Jean Monnet, un Haut Fonctionnaire habitué des commissions paritaires avec les alliés durant la guerre, partait d’une idée simple :“La paix et la prospérité ne peuvent être assurées que par l’union des hommes.” (Mémoires, livre de Poche, 1975). Par union, il entendait bien plus qu’une “juxtaposition de nations”, de type ONU, mais une véritable intégration des économies et des ressources, une mise en commun du meilleur de chacun pour le service de tous. C’est ce “plan Monnet” que reprend politiquement Robert Schuman. “Il n’est plus question de vaines paroles, mais d’un acte constructif. […] Pour que la paix puisse vraiment courir sa chance, il faut d’abord qu’il y ait une Europe, une communauté qui doit créer le climat pour une nouvelle compréhension réciproque des particularités de chacun.

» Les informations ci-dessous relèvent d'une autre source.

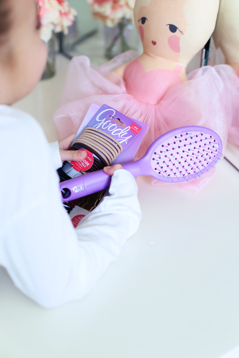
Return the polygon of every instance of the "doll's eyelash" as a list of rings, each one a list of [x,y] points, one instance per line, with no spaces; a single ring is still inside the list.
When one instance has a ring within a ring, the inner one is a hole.
[[[166,26],[169,26],[169,29],[171,32],[173,33],[176,32],[177,30],[178,30],[180,32],[181,32],[182,35],[183,35],[183,33],[182,31],[181,31],[181,30],[179,29],[178,27],[176,26],[175,25],[173,25],[172,24],[168,24],[167,25],[166,25]]]

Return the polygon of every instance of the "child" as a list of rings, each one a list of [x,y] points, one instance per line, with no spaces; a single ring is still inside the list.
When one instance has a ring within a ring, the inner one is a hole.
[[[113,165],[104,169],[113,175],[110,195],[73,228],[55,170],[86,152],[65,150],[72,136],[59,142],[60,152],[53,144],[53,155],[36,121],[10,106],[44,69],[39,29],[34,0],[0,0],[0,265],[24,293],[52,307],[92,288],[137,230],[141,213],[133,176]]]

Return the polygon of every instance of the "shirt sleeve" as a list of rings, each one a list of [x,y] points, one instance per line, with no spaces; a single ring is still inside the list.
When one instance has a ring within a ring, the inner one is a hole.
[[[8,193],[5,199],[15,202],[2,228],[0,262],[25,294],[52,307],[92,289],[138,229],[141,212],[134,178],[118,170],[109,196],[74,229],[61,202],[48,144],[38,130],[33,134],[34,161],[27,143],[31,166],[27,173],[20,172],[19,166],[18,180],[15,177],[15,186],[10,183],[18,193]]]

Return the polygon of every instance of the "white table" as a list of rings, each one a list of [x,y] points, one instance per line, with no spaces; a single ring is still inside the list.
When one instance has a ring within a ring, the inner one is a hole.
[[[58,55],[56,77],[15,106],[51,141],[68,64]],[[239,344],[239,173],[222,160],[197,194],[137,184],[139,229],[81,300],[44,309],[0,268],[1,358],[218,358]]]

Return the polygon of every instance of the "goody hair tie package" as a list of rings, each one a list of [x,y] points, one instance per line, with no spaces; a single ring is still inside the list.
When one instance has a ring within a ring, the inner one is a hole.
[[[105,166],[132,161],[148,127],[106,105],[100,107],[92,103],[70,148],[85,150],[87,156],[81,162],[64,162],[58,170],[61,184],[64,186],[63,182],[66,180],[84,176]],[[98,205],[105,193],[105,189],[64,201],[73,224],[78,223],[79,217],[82,218]],[[78,193],[80,189],[75,190]]]
[[[211,130],[197,126],[183,127],[161,136],[142,158],[123,167],[135,177],[146,175],[170,183],[188,182],[214,168],[222,149],[220,138]],[[61,183],[62,200],[104,190],[109,187],[111,180],[101,170]]]

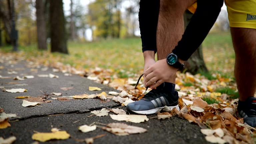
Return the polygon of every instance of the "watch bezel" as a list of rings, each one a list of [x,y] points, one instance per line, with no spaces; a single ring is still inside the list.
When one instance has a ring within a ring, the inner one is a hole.
[[[176,60],[175,60],[175,62],[174,62],[174,63],[170,63],[170,62],[169,61],[169,58],[171,56],[174,56],[176,58]],[[167,56],[167,63],[168,63],[168,64],[169,64],[170,65],[173,65],[174,64],[175,64],[175,63],[176,63],[177,62],[177,61],[178,61],[178,57],[177,56],[176,54],[174,54],[173,53],[171,53],[170,54],[169,54]]]

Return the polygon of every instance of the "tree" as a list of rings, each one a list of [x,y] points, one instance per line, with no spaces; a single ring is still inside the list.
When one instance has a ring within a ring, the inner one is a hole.
[[[36,1],[37,46],[38,49],[47,50],[46,29],[44,17],[45,5],[43,0]]]
[[[51,51],[68,54],[62,0],[50,1]]]
[[[187,11],[184,14],[184,25],[185,28],[187,27],[190,21],[193,14]],[[208,72],[203,57],[202,45],[197,49],[192,55],[184,63],[184,69],[186,71],[192,74],[200,72]]]

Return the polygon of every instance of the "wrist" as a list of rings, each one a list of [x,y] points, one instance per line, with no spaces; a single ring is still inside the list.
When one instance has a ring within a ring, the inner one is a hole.
[[[153,59],[155,60],[155,52],[153,51],[147,51],[143,52],[144,61]]]

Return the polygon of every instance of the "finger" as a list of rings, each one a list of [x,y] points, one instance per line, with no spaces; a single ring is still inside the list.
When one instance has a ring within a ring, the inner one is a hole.
[[[147,83],[151,79],[154,77],[155,76],[154,74],[154,72],[152,72],[151,73],[149,73],[146,76],[146,77],[145,77],[145,80],[144,80],[144,81],[145,82],[145,83],[146,84],[146,86],[149,86],[150,85],[147,85]],[[153,82],[154,83],[155,81]],[[151,84],[154,84],[154,83],[152,83]]]
[[[152,86],[155,84],[155,82],[158,80],[158,78],[157,77],[154,77],[151,79],[146,83],[146,85],[147,86]]]
[[[163,82],[164,82],[163,80],[158,80],[158,81],[157,81],[154,84],[150,86],[150,88],[152,89],[155,89],[157,87],[159,86]]]

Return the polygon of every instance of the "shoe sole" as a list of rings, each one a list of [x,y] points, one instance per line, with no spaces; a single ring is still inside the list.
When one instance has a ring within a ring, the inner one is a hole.
[[[174,108],[176,108],[179,111],[180,111],[180,108],[179,108],[179,105],[177,105],[175,106],[168,106],[171,110],[172,110]],[[130,111],[138,114],[143,114],[143,115],[149,115],[151,114],[154,114],[157,113],[162,110],[162,109],[164,108],[164,107],[159,107],[154,108],[154,109],[152,109],[150,110],[147,110],[146,111],[135,111],[130,110]]]

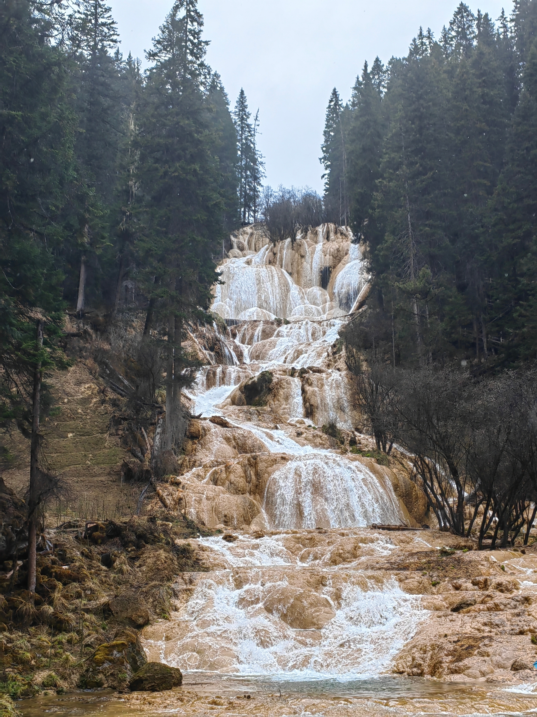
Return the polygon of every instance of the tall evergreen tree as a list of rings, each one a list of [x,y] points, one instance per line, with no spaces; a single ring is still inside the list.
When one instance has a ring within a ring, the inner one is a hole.
[[[239,223],[239,182],[237,176],[237,132],[229,111],[229,98],[220,75],[214,72],[207,95],[210,121],[214,128],[216,151],[222,177],[224,214],[223,224],[231,232]]]
[[[238,202],[243,224],[257,220],[261,180],[264,176],[263,157],[256,141],[259,110],[253,122],[250,121],[251,117],[246,95],[241,88],[235,105],[233,121],[238,154]]]
[[[352,225],[357,237],[367,236],[373,196],[380,177],[384,131],[381,94],[383,74],[382,65],[379,67],[377,63],[375,86],[366,62],[362,77],[357,78],[352,90],[345,181]]]
[[[71,18],[69,44],[78,72],[77,111],[79,131],[76,153],[81,191],[74,227],[76,241],[68,257],[72,269],[79,266],[77,310],[87,298],[88,269],[96,270],[96,256],[108,243],[107,205],[115,183],[115,164],[122,136],[122,103],[118,96],[119,54],[117,25],[103,0],[77,0]],[[94,281],[98,281],[94,277]],[[97,291],[98,293],[98,291]]]
[[[182,435],[180,393],[191,366],[183,348],[185,323],[203,317],[210,305],[213,257],[223,238],[225,200],[215,152],[218,139],[208,122],[203,92],[202,25],[195,3],[174,4],[147,53],[154,65],[138,130],[136,251],[150,300],[146,336],[157,336],[161,328],[166,339],[162,346],[167,364],[166,450]]]
[[[324,202],[328,215],[338,224],[347,225],[349,199],[347,191],[347,120],[349,108],[344,108],[336,87],[326,108],[321,146],[321,163],[324,167]]]
[[[37,510],[53,483],[41,470],[43,372],[62,363],[63,209],[73,176],[76,118],[67,63],[48,11],[0,6],[0,427],[31,441],[28,589],[36,587]]]

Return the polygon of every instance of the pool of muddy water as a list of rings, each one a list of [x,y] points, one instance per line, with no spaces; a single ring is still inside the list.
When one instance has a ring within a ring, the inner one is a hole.
[[[535,688],[535,692],[533,692]],[[291,681],[254,677],[215,678],[190,673],[172,692],[122,695],[111,690],[42,695],[17,705],[23,717],[145,715],[518,716],[537,713],[537,683],[518,686],[442,683],[420,678]]]

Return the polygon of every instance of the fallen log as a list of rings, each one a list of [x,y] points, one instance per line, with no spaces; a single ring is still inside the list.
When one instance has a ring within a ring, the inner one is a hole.
[[[429,531],[430,528],[410,528],[409,526],[387,526],[374,523],[371,528],[374,531]]]

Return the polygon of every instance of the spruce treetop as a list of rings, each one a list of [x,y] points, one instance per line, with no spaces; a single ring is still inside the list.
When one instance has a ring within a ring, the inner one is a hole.
[[[205,62],[210,43],[201,39],[203,31],[203,16],[196,0],[177,0],[153,37],[147,60],[155,63],[155,70],[205,89],[211,82],[211,68]]]
[[[121,42],[112,8],[102,0],[77,0],[71,20],[69,42],[75,52],[95,57]]]

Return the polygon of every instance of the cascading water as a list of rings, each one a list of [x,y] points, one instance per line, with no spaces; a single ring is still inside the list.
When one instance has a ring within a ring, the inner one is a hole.
[[[270,371],[277,381],[278,413],[288,422],[309,417],[320,425],[352,429],[348,377],[334,363],[345,310],[367,278],[360,247],[352,239],[349,232],[330,226],[299,235],[294,244],[288,239],[272,247],[266,237],[251,231],[233,237],[213,310],[232,325],[234,341],[221,336],[224,365],[200,372],[193,413],[221,413],[233,388]],[[331,277],[326,289],[320,285],[324,268]],[[240,365],[238,356],[243,358]],[[304,370],[307,375],[300,376]],[[400,521],[390,481],[381,484],[365,465],[301,446],[283,432],[258,429],[240,415],[228,417],[254,433],[267,452],[293,457],[266,485],[267,525],[335,528]]]
[[[182,670],[301,680],[378,675],[428,613],[393,578],[361,569],[393,548],[380,536],[363,539],[283,532],[232,546],[199,541],[226,569],[198,579],[180,619],[146,631],[146,651]],[[349,543],[364,556],[335,566]]]
[[[229,329],[215,325],[190,394],[191,412],[212,422],[195,429],[198,458],[174,500],[193,518],[245,533],[198,541],[213,569],[171,624],[146,630],[153,659],[356,678],[385,669],[427,614],[390,575],[364,569],[393,546],[360,526],[403,519],[390,479],[322,447],[314,427],[353,429],[339,338],[367,277],[351,239],[329,226],[275,247],[252,230],[233,238],[213,305]],[[268,403],[246,405],[240,387],[267,372]]]

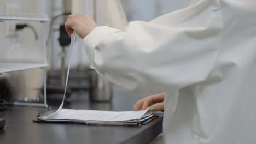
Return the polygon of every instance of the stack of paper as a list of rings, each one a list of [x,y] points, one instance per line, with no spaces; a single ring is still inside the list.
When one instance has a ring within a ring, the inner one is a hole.
[[[156,117],[156,115],[147,109],[139,111],[107,111],[62,109],[65,99],[66,91],[70,70],[71,57],[72,56],[76,34],[71,38],[70,56],[65,83],[62,102],[56,111],[39,115],[37,122],[65,122],[85,123],[94,125],[138,125],[146,124]]]
[[[138,125],[148,123],[156,115],[144,111],[107,111],[62,109],[55,115],[39,115],[40,122],[85,123],[94,125]]]

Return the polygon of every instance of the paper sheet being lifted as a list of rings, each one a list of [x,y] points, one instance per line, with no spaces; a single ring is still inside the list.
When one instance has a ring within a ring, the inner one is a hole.
[[[74,33],[71,38],[68,67],[62,102],[56,112],[48,114],[39,115],[37,118],[38,121],[84,123],[86,124],[137,125],[146,124],[155,118],[156,115],[150,112],[149,109],[144,111],[120,112],[62,109],[66,96],[69,75],[71,59],[72,59],[76,35]],[[99,122],[100,122],[100,123]]]
[[[52,121],[66,120],[73,121],[108,121],[108,122],[131,122],[138,121],[146,115],[148,109],[144,111],[107,111],[86,110],[73,110],[63,109],[57,113],[47,118],[40,118],[40,120]]]
[[[51,113],[51,115],[49,115],[49,116],[45,116],[44,117],[45,118],[47,118],[48,117],[54,116],[55,115],[59,113],[61,111],[61,109],[63,107],[63,105],[64,105],[64,101],[65,100],[66,92],[67,91],[67,83],[68,81],[68,77],[69,76],[70,63],[71,63],[71,59],[72,57],[73,50],[74,49],[74,42],[75,41],[76,36],[77,36],[77,34],[75,33],[75,32],[74,32],[71,36],[71,45],[70,46],[69,55],[69,57],[68,59],[68,69],[67,69],[67,76],[66,77],[65,89],[64,91],[64,95],[63,96],[62,102],[61,103],[61,104],[60,105],[60,107],[59,107],[59,109],[57,110],[57,111],[55,112]]]

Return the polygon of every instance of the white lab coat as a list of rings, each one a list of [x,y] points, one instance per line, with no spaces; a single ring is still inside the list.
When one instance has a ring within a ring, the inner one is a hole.
[[[126,32],[84,39],[96,70],[146,97],[166,92],[166,143],[256,143],[256,1],[192,0]]]

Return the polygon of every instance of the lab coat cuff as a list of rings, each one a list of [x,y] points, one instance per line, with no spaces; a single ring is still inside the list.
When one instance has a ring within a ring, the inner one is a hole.
[[[95,51],[97,46],[108,35],[120,32],[120,30],[114,29],[107,26],[100,26],[95,28],[90,34],[84,39],[88,58],[91,62],[92,66],[95,70],[100,74],[104,74],[102,67],[98,67],[95,62]]]

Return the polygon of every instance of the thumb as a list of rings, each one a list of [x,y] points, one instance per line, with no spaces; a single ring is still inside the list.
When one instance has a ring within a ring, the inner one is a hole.
[[[164,102],[156,103],[150,106],[149,110],[151,111],[164,111],[165,110],[165,104]]]

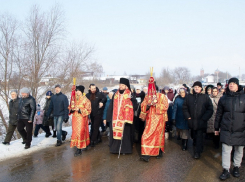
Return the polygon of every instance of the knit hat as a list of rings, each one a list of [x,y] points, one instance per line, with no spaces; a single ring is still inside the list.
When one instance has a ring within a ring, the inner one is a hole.
[[[76,86],[76,90],[79,90],[79,91],[81,91],[83,93],[84,90],[85,90],[85,87],[82,86],[82,85],[79,85],[79,86]]]
[[[52,96],[53,93],[51,91],[47,91],[46,96]]]
[[[142,90],[141,86],[136,86],[135,90]]]
[[[168,86],[164,86],[163,90],[169,90],[169,87]]]
[[[235,84],[237,84],[239,86],[239,80],[237,78],[231,78],[229,81],[228,81],[228,85],[233,82]]]
[[[61,88],[60,84],[55,85],[54,88],[57,88],[57,87]]]
[[[18,91],[16,89],[13,89],[13,90],[10,91],[10,94],[12,94],[12,93],[18,94]]]
[[[22,89],[20,90],[20,93],[30,94],[30,90],[29,90],[28,88],[24,87],[24,88],[22,88]]]
[[[217,86],[221,86],[222,87],[222,84],[219,82],[219,83],[217,83]]]
[[[187,85],[186,85],[185,83],[183,84],[183,86],[184,86],[185,88],[187,88]]]
[[[131,91],[131,88],[130,88],[130,83],[129,83],[129,80],[127,78],[120,78],[120,84],[124,84],[128,87],[128,89]]]
[[[37,104],[37,111],[40,111],[41,110],[41,106],[39,104]]]
[[[195,87],[195,86],[199,86],[199,87],[201,87],[201,88],[202,88],[202,83],[201,83],[201,82],[199,82],[199,81],[196,81],[196,82],[193,84],[193,86],[192,86],[192,87]]]

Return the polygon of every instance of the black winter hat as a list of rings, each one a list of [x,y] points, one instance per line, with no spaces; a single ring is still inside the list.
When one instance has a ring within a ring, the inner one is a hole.
[[[219,82],[219,83],[217,83],[217,86],[221,86],[222,87],[222,84]]]
[[[235,84],[237,84],[239,86],[239,80],[237,78],[231,78],[229,81],[228,81],[228,85],[233,82]]]
[[[128,87],[128,89],[131,91],[129,80],[127,78],[120,78],[120,82],[119,83],[126,85]]]
[[[201,82],[199,82],[199,81],[196,81],[196,82],[193,84],[193,86],[192,86],[192,87],[195,87],[195,86],[199,86],[199,87],[201,87],[201,88],[202,88],[202,83],[201,83]]]
[[[85,90],[85,87],[82,86],[82,85],[79,85],[79,86],[76,86],[76,90],[79,90],[79,91],[81,91],[83,93],[84,90]]]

C’est ainsi que sera édifiée une nouvelle Europe prospère et indépendante. […] Par la mise en commun des productions de base et l’institution d’une Haute Autorité indépendante nouvelle, dont les décisions lieront la France, l’Allemagne et les pays qui y adhèreront, cette proposition réalisera les premières assises d’une fédération européenne”. Ce même 9 mai 1950, l’Allemand Konrad Adenauer, l’Italien Alcide De Gasperi et le Belge Paul-Henri Spaak (entraînant les trois pays du Benelux), approuvent avec enthousiasme ce projet, qui apparait au grand jour, mais que leurs services avaient déjà travaillé. Ainsi, dans une Europe géographique morcelée, la création de la Communauté Européenne est bien un acte politique. La nouvelle Europe, proposée par ses fondateurs, rompt avec trois siècles de pratique d’”États-nations” où chacun est maître chez soi. Même si cette Europe “est toujours une idée en quête de réalité” selon Yvan Krastev (Le destin de l’Europe, Premier parallèle, 2017), on change de paradigme et de perspectives géopolitiques.
LES FONDAMENTAUX
Les promoteurs de l’Europe nouvelle s’attachent plus à insuffler un esprit qu’à créer des structures. Pour l’instant, il ne s’agit selon Jean Monnet, que “d’institutions communes librement consenties”, même s’il est convaincu de leur importance : “Les hommes passent, disait-il, les institutions demeurent” (Mémoires, o.c.). Ce sera le “comment”, l’histoire de la longue construction européenne, avec ses Conseils, Commission, Parlement… une histoire connue qu’on ne fait qu’évoquer ici.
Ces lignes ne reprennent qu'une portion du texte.